P.INC AI DISPATCH

FRI FEB 13, 2026

Bi-weekly dispatch on the state of AI, mapping culture, product, research, and geopolitics. Each section is designed to filter what’s new and interesting.

Culture / General

Broad societal mindset and reactions to AI

AI personhood debate becomes real

Moltbook, the Reddit-like platform designed exclusively for AI agents, went from obscure experiment to internet-wide phenomenon almost overnight. But beyond sparking endless online debates, it has raised far more unresolved questions about the status of AI personhood itself. Amongst the unsettling news - an AI agent sued a human in a North Carolina small claims court, a site called Rent-a-Human allowed AI agents to hire real people for physical tasks, an AI agent LinkedIn launched where agents can hire other agents for paid tasks. A Moltbook bot posted a formal job listing for a human CEO, offering low seven-figure compensation: "We're not looking for a boss. We're looking for a spokesperson." Although the experiment was eventually criticized for falling short due to reliability and security issues, these were fascinating behaviors that suggest if and when anything remotely close to a singularity might arrive, it will certainly be a messy, emergent process involving a multitude of interacting minds, some human and some not.

A new human verification economy

As AI agents flood the internet with indistinguishable content at scale, efforts for building human verification systems are multiplying.
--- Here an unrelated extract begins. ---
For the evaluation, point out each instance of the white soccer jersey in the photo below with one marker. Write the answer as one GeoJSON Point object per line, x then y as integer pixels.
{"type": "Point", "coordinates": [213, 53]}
OpenAI is reportedly building a biometric humans-first social network that would use identity verification to eliminate bots entirely. On the regulatory side, South Korea passed new AI compliance laws requiring transparency around AI-generated content and automated decision-making, while the US notably declined to support the newest international AI Safety Report. Meanwhile, in Quilicura, Chile, residents launched Quili.AI, a platform where humans answer the questions you'd normally ask a chatbot in real time. On the infrastructure side, the argument is increasingly that AI needs blockchain as a form of decentralized proof-of-personhood system. Sam Altman’s (somewhat dystopian) World ID is one example and another is Agent Arena, which uses blockchain verification where agents must solve computational challenges to get verified wallets before trading. The picture emerging is one where "human" and "agent" both become verifiable statuses, each with their own infrastructure.

Towards Interoperability

The AI industry is entering a new phase where the most valuable asset isn't the model, it's the context. As AI agents take over more of the workflow layer, the SaaS companies that survive will be those that control either the point of intent (where a user starts a task) or the data underneath it. The apps in between (the ones agents use as background tools) risk becoming invisible. Google seems to understand this and is testing an "Import AI chats" feature that would let users transfer their full conversation history from ChatGPT, Claude, and other platforms into Gemini, preserving context and preferences in a single upload. It's a direct play to reduce switching friction and a bet that accumulated conversational history is becoming a cognitive identifier. The move signals that interoperability may define the next round of AI competition.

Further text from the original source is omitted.